ホワイトペーパー

Mephistoレーザ – 極低ノイズかつ極狭線幅

 

Mephistoシリーズのレーザは、商用連続発振(CW)レーザの中でも最低のノイズと最狭の線幅を実現しています。モノリシック非平面リングオシレータ(NPRO)アーキテクチャは、アクティブノイズ抑制と合わせて、重力波研究、原子冷却/トラッピング、LIDAR、ロングパス干渉法、光通信、その他の高性能アプリケーションに貴重な光学ツールを提供します。

 

はじめに

2015年9月に重力波(GW)の検出に初めて成功したとき、それは天文学において数十年にわたる研究の集大成であるだけでなく、時空計測データによってまったく新しい観測の扉が開かれるエキサイティングな新時代の始まりでもありました。この成果により、2017年のノーベル物理学賞を受賞しました。現在、GW検出が狭線幅CWレーザにとって最も要求の厳しいアプリケーションであることに異論を唱える人はほとんどいないでしょう。研究者は、1022分の1という小さな時空間の変調を観察できる能力を必要としています。こうした小さな時空間の変化を検出するための好ましい方法が、超安定レーザを使用したロングパス干渉法です。これらの干渉計(LIGO、GEO600、Virgo、KAGRA)はすべて、90度の角度を付けた長さが何キロメートルもあるアームを備えています。GWを検出するには、システムで波長の1兆分の1程度の経路差を測定できる必要があります。この精度は、光干渉法ではまったく前例のない精度です。可能な限りの低ノイズを達成するため、前述の4か所すべてのGW観測所の光学システムは、Mephistoレーザをシード光源として導入しました。次に、1064 nmの出力を増幅して、強度と周波数の両方の数値が安定化し、干渉計のアームに注入される光に必要なパラメータを得ています[1]
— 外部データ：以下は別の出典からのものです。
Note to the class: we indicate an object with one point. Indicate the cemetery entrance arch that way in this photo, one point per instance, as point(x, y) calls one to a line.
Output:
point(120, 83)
低ノイズレーザに大きく依存しているもう1つの用途が、冷却原子のトラップです。ここでは、業界をリードする安定性と線幅の両方を提供するMephistoの高出力モデル(最大55 W)が、さまざまな種類の冷却原子に対する光双極子トラップの形成に使用されています。これをさらに高度にしたものが、光格子の形成です。これは、冷却原子が分散するマイクロトラップの光学的に形成されたバージョンです。光格子は、冷却原子を使用して相転移、光原子時計、二原子分子、量子シミュレータを用いる研究で幅広く使用されています。ここで、強度と位相の両方におけるレーザの光学的安定性は、最低の原子加熱速度を確保し、結果的に実験時間を最大化するために重要です。上記のアプリケーションは、線幅が狭く、安定性の高いCWレーザ光源によって実現される多くのアプリケーションのうちのほんの一部にすぎません。LIDAR、光周波数標準、スクイズド光の実験、レーザ注入シーディング、自由空間光通信、光計測、ナノ粒子の捕捉、その他多くの分野で、Mephisto製品ラインのパラメータを活用できます。このホワイトペーパーでは、業界で最も静かなレーザ製品を支える技術と機能を検証します。

 

NPRO – モノリシックな安定性

非平面リングオシレータ(NPRO)は、1984/5年にスタンフォード大学のByer、Kane、およびその同僚によって発明されて以来[2]、現在でも利用可能な最も低ノイズのCWレーザアーキテクチャとして認められています。低出力ノイズの鍵の1つは、安定したレーザキャビティーです。典型的なシングルモードレーザには、精密機械マウントで支持された2つ以上のミラーで形成された共振キャビティー内に存在する利得媒体とさまざまな光学系が組み込まれています。NPROは、レーザキャビティーについてまったく異なるアプローチを採用しており、単結晶が利得媒体としてだけでなく、結晶ファセットによって定義されるレーザキャビティーとしても機能します。また、NPROは単方向進行波リングオシレータとして機能することも重要です。線形レーザキャビティーでは、最高利得モード(およびすべてのモード)の電場ベクトルがキャビティーに沿った定在波パターンに従い、「ホールバーニング」を発生させます。つまり、利得が枯渇するかしないかは、キャビティーに沿った正弦波パターンによります。他の縦波モードは、絶対利得が低くても、最も強いモードによって枯渇せずに残った利得を使用して発振できます。望ましくないモードの発振が排除され、レーザが進行波共振器として動作するように設計されています。このタイプの共振器は、単一の伝播方向に発振を強制するために光半導体レーザを利用しています。光半導体レーザは、順方向の透過率が逆方向の透過率よりもはるかに高いデバイスであり、その結果、単一の縦波が順方向にのみ伝播します。定在波パターンとは異なり、進行波は利用可能な利得をすべて使い果たし、他の望ましくないモードの発振を防ぎます。NPROの設計でよく考えられている要素の1つが、結晶がキャビティーとして機能するだけでなく、光半導体レーザを作成するために必要なすべての要素がモノリシック形式で組み込まれていることです。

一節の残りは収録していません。